The features that we will be focusing on the most are are Installs, Rating and Price. We still need to work on Installs and Price to make them numeric.
# Covert Install to float
apps['Installs'] = apps['Installs'].astype(float)
# Convert Review to float
apps['Reviews'] = apps['Reviews'].astype(float)
# Convert Price to float data type
apps['Price'] = apps['Price'].astype(float)
# Checking dtypes of the apps dataframe
print(apps.dtypes)4. Exploring App Categories
With more than 1 billion active users in 190 countries around the world, Google Play continues to be an important distribution platform to build a global audience. For businesses to get their apps in front of users, it's important to make them more quickly and easily discoverable on Google Play. To improve the overall search experience, Google has introduced the concept of grouping apps into categories.
This brings us to the following questions:
- Which category has the highest share of (active) apps in the market?
- Is any specific category dominating the market?
- Which categories have the fewest number of apps?
- What factors contribute to an app receiving an high content rating?

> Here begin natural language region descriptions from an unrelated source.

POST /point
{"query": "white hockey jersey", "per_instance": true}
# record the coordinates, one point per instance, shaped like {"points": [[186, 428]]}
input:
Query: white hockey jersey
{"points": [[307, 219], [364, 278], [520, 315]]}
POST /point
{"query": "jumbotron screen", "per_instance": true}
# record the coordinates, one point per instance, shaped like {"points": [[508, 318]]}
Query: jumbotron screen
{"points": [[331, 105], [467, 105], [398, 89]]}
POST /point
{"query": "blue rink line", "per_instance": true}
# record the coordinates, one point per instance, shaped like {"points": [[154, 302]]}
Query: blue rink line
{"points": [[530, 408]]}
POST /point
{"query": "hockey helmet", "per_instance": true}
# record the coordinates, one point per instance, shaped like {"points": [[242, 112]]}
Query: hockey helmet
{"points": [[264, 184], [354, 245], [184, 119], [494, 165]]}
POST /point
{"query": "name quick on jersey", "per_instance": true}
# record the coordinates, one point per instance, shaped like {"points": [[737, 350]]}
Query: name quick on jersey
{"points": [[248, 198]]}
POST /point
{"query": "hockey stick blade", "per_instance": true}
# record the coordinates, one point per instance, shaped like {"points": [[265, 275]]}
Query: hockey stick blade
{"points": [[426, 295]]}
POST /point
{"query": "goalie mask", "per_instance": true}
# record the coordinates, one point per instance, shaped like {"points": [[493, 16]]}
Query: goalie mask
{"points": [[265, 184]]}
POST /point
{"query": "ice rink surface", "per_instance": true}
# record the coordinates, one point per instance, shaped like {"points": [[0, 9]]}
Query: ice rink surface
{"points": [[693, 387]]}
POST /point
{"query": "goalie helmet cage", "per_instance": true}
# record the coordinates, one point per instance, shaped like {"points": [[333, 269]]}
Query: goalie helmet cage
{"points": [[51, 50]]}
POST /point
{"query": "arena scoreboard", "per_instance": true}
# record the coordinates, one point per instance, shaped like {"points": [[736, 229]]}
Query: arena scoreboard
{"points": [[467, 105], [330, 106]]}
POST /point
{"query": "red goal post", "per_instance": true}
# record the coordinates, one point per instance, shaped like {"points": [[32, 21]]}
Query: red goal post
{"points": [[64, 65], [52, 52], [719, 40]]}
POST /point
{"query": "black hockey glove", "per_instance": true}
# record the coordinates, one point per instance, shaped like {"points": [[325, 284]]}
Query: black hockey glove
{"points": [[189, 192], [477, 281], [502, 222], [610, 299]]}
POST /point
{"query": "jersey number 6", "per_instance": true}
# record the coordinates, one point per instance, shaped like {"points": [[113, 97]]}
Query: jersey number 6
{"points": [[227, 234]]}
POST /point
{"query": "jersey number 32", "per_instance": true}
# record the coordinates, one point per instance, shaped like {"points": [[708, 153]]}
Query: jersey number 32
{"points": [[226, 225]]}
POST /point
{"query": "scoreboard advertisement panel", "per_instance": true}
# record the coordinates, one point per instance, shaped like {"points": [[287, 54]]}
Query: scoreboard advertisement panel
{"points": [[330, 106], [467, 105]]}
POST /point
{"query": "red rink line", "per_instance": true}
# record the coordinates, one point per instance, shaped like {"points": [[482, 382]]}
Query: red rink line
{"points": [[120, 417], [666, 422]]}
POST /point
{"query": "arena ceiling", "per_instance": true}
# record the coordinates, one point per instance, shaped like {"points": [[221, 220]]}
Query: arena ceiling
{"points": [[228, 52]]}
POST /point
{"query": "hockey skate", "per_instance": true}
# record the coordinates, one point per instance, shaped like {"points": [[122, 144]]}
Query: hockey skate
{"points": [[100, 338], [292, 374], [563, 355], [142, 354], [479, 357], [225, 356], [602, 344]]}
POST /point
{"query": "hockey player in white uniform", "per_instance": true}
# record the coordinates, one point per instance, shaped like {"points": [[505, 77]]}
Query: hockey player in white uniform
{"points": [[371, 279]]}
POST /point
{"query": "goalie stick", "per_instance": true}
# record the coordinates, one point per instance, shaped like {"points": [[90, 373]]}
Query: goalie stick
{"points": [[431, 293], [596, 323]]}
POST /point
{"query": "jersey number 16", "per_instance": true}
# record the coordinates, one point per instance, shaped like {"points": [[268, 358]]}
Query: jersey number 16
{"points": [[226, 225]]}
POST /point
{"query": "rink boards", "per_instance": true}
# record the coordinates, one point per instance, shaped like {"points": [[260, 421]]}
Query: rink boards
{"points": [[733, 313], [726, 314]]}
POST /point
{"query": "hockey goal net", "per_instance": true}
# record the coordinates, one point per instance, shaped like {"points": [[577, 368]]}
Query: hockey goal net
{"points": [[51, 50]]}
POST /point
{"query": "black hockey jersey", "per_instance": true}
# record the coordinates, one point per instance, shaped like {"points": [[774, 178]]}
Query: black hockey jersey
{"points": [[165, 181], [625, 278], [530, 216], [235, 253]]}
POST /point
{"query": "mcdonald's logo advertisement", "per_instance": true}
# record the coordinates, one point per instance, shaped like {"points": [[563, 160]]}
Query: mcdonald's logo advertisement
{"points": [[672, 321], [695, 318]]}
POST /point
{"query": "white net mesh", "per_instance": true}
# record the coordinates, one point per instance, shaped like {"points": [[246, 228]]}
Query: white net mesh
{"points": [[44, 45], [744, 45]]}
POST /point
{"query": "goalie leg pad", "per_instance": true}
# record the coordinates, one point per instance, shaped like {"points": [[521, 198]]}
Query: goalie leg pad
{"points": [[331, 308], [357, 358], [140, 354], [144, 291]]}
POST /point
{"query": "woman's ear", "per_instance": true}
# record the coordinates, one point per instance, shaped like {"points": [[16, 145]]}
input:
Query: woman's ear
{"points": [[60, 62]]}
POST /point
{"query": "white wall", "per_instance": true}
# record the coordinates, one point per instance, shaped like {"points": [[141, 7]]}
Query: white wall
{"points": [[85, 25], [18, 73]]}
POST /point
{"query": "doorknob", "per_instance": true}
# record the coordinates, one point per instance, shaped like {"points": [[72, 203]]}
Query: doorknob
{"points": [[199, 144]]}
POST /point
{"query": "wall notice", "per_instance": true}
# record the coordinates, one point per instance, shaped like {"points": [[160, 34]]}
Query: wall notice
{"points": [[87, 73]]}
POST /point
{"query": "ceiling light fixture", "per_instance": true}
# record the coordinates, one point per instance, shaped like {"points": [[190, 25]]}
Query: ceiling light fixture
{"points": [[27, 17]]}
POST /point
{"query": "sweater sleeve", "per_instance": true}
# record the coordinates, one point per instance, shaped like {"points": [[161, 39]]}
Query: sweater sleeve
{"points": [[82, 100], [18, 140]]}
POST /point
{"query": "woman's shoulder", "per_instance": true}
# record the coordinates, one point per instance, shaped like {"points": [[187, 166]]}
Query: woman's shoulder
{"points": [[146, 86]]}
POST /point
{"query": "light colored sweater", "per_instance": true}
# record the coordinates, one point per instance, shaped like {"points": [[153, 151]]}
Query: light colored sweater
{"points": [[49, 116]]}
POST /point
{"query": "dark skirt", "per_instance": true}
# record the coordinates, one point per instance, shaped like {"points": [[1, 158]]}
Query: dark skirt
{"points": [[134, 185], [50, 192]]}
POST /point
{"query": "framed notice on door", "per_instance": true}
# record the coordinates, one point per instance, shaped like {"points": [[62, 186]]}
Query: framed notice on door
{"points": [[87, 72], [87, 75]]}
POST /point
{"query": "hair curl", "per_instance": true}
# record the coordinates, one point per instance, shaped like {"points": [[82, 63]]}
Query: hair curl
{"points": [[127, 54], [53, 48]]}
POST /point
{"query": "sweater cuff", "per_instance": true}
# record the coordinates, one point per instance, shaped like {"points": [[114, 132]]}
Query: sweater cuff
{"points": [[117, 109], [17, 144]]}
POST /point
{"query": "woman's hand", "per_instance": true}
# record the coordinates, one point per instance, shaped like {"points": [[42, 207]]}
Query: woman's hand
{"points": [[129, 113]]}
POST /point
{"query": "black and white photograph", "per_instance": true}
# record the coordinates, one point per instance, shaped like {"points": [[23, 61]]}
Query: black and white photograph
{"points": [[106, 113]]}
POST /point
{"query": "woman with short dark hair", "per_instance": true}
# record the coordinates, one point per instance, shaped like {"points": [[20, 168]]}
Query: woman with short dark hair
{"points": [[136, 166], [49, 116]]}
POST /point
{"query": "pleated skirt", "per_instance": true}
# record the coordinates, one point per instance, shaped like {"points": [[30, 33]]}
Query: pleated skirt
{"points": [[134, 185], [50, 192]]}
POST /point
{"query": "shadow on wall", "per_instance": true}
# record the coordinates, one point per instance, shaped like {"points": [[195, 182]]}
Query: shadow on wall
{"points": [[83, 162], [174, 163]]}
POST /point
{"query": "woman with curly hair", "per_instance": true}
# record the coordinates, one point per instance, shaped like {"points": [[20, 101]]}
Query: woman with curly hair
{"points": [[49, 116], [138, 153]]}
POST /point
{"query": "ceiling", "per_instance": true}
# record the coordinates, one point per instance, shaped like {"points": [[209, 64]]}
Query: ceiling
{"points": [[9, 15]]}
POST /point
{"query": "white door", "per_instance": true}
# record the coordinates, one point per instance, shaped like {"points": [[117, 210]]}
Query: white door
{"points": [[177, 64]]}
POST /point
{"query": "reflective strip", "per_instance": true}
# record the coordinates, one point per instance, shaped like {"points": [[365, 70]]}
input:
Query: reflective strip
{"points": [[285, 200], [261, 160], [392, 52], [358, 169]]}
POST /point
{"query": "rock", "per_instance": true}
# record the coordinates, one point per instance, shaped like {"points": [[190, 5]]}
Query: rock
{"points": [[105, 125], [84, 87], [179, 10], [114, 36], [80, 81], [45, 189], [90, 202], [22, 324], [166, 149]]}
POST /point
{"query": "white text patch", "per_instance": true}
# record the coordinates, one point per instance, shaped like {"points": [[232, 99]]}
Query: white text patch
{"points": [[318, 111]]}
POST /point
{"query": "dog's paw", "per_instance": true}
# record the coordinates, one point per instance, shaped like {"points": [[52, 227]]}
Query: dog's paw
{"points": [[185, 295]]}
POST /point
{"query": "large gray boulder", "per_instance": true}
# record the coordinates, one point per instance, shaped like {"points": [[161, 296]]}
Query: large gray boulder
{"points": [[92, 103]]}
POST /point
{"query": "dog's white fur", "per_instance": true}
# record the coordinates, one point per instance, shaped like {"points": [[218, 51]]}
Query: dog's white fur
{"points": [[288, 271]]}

# Filter for the 10 categories with highest share
num_app_catagor = apps['Category'].value_counts().head(10)
# Order categories from highest to lowes
num_app_catagor = num_app_catagor.sort_values( ascending=True)
# Plot the apps withe highest share
fig = px.bar(num_app_catagor, y=num_app_catagor.index, x=num_app_catagor.values, title="Share of Each Category ", width=828, height=600, labels={'index': "Categories", 'x' : 'Share'}, )
fig.show()What deterimines what apps have the highes reviews ?
Though apps of category Family are most abundant on the play store, apps with under Game categor have the highest reviews. People to tend to interact more with these apps than any other apps. Given the recent trends in online gaming and gaming tournoments, it's no surprise that these fetch the highest rates for installs, Ratings, and reviews. That being said, Gaming would be the perfect market for a software developer looking to deploy on Google Play Store, Followed by Social Media apps, and Communication.